Paradossale, prima ancora che inusuale come epilogo: comunque vada, dopo le 22.30 di domenica, ci sarà chi rivendicherà il carattere meritocratico del verdetto definitivo e chi, invece, costruirà in quattro e quattr'otto uno specchio fatto di tesi impossibili da argomentare sui quali arrampicarsi. Tutto bello e tutto giusto sopra la linea che separa la top 4 dal fallimento, paesaggio fatalmente desolato per chi occuperà la quinta posizione che, in termini pragmatici, sarà uguale identica alla sesta. Europa League in ambedue i casi, con il danno economico e di immagine che si aggiungerebbe alla beffa di aver accarezzato fino agli sgoccioli l'obiettivo massimo, che ha il torto di essere equivalente a quello minimo, fino a novanta minuti dal triplice fischio sull'annata che chiude l'anno zero nerazzurro.
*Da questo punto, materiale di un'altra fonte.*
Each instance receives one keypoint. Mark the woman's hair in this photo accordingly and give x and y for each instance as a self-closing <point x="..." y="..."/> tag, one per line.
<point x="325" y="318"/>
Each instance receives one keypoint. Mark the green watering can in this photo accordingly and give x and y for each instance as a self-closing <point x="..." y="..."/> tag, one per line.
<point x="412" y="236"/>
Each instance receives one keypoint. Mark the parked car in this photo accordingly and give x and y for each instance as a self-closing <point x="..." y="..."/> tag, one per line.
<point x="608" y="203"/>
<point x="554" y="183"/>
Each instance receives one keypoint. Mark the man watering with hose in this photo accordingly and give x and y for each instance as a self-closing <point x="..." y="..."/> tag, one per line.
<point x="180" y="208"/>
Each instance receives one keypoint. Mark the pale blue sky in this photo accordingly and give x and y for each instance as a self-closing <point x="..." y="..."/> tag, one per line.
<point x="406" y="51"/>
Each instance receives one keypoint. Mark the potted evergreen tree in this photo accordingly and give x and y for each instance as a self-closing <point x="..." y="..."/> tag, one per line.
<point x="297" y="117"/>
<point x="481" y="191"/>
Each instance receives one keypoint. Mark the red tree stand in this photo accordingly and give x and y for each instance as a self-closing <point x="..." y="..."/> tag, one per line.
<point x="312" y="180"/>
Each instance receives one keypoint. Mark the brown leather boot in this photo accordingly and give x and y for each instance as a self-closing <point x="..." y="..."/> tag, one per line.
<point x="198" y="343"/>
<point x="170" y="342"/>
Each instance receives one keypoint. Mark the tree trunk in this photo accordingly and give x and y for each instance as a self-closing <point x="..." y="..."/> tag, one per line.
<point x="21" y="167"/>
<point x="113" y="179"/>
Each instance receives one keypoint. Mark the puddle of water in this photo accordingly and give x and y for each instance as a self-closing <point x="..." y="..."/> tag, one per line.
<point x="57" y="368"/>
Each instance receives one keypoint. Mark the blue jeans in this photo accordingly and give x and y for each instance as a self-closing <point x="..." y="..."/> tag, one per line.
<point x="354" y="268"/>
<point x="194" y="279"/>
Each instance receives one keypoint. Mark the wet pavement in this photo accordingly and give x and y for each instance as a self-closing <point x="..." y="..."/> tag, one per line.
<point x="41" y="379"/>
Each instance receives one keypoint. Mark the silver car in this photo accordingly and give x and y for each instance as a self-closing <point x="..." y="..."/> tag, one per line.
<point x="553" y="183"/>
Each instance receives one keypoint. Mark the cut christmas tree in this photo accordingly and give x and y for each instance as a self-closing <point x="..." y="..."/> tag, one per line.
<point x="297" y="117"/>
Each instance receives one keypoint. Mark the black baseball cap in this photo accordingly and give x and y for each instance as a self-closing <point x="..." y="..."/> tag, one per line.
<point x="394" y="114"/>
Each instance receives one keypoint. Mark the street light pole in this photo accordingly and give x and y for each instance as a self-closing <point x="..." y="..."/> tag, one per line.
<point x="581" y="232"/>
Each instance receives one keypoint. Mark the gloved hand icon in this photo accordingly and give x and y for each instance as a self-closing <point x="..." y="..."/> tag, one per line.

Altro che 'il viaggio non è la meta ma il percorso', Lazio e Inter sanno di avere valori da Champions e, per questo motivo, il fatto non sentire riecheggiare in casa loro la famosa 'musichetta' che fa venire la pelle d'oca sarebbe la sventura meno gradita dopo tutte le peripezie attraversate nel corso di un'annata vissuta da protagoniste. "Chiaro che entrare in Champions farebbe da traino per tante situazioni", ha ammesso candidamente Spalletti domenica, poco dopo il match point fallito da Inzaghi all Scida di Crotone. Ecco, più che del traino, i giudizi della critica e dei tifosi risentono dell'irresistibile forza di attrazione del risultato; e, d'altronde, non c'è altro modo più oggettivo per determinare il confine tra successo e fallimento. Crudeltà di questo sport, spietatezza di uno sceneggiatore che non poteva scrivere copione con un finale così adeguato e inadeguato allo stesso tempo. Un serie tv di 38 puntate, con colpi di scena immancabili e turning point disseminati un po' a casaccio per disorientare lo spettatore, che si risolve nei 90 minuti più attesi degli ultimi sette anni per i fan nerazzurri. 'Oasi nel deserto', potrebbe essere il titolo adatto, se si ci vuole rifare alle parole pronunciate da Figo prima della finale tra Atletico Madrid e Marsiglia. Sperando che la Champions non diventi ancora un miraggio.